The Updated ACID Properties Database
The new ACID database properties in relation to big data properties are:
- Acquire: In all data lakes, the primary function is to gather data from various transaction source systems, Log files, and structured and unstructured sources into a processing framework that can manage big data processing and storage, like Hadoop or HDFS. Acquire raw data before pushing the down data to Hadoop or HDFS.
- Cleanse: As data types can vary widely, data analysts, data scientists, tech leads, software architects, and others cannot directly use the raw data that comes into the database. Using the previous example, YouTube allows its users to update data in different formats, resolutions, and sizes, including MOV, MP4 (MPEG4), AVI, WMV, FLV, 3GP, MPEGPS, WebM. The copious amounts of raw data coming from various sources around the world must be cleansed to be converted into high-quality, readable data. This data must be cleaned iteratively to integrate with YouTube’s NoSQL databases. This step enables consumers down the line to not have to worry about strict limitations on upload quality and appropriateness. If required, one can generate derived keys and make these keys consistent across all of the datasets.
- Integrate: The third property is about integrating joinable datasets together using derived keys. Big data believes in flattening the dataset into a small number of large column datasets. Integrate is a key attribute in doing that. Due to its scalability, distributing process, clusters of community hardware, and available tools, Hadoop is the most used file-system for big data integration projects.
- Distribute: Distributing integrated datasets available for data analysts, data scientists, and business analysts to consume.
In the enterprise data lake, everyone wants to get their hands on a variety of datasets. IT teams should follow the updated ACID database properties before making the data widely available. All of the other rules of discovery, ACL, derived datasets, and data exporting continue to apply to these distributed datasets. It is important to realize that data is no longer the sole prerogative of IT; the responsibility and actions lie equally with data scientists and analysts. How they process it further and discover meaningful insights is up to them.

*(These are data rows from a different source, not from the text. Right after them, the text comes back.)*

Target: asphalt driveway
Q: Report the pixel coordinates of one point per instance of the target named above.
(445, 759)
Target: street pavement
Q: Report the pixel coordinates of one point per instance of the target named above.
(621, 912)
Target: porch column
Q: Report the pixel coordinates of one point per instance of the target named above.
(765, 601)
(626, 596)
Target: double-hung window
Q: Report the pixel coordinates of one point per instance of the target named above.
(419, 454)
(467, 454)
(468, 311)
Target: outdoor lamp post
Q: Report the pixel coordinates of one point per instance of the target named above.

To stay competitive, it is imperative that enterprise IT teams know how is ACID property related to database. Going forward, it is recommended to prioritize these updated ACID database properties Acquire, Cleanse, Integrate, Distribute for big data in the same way as they applied Atomicity, Consistency, Isolation, and Durability in the traditional transactional systems.
“ACID compliance means that a database provides consistent views of changing data.” – Owen O’Malley, Software Architect for Yahoo and a significant contributor to the Hadoop project.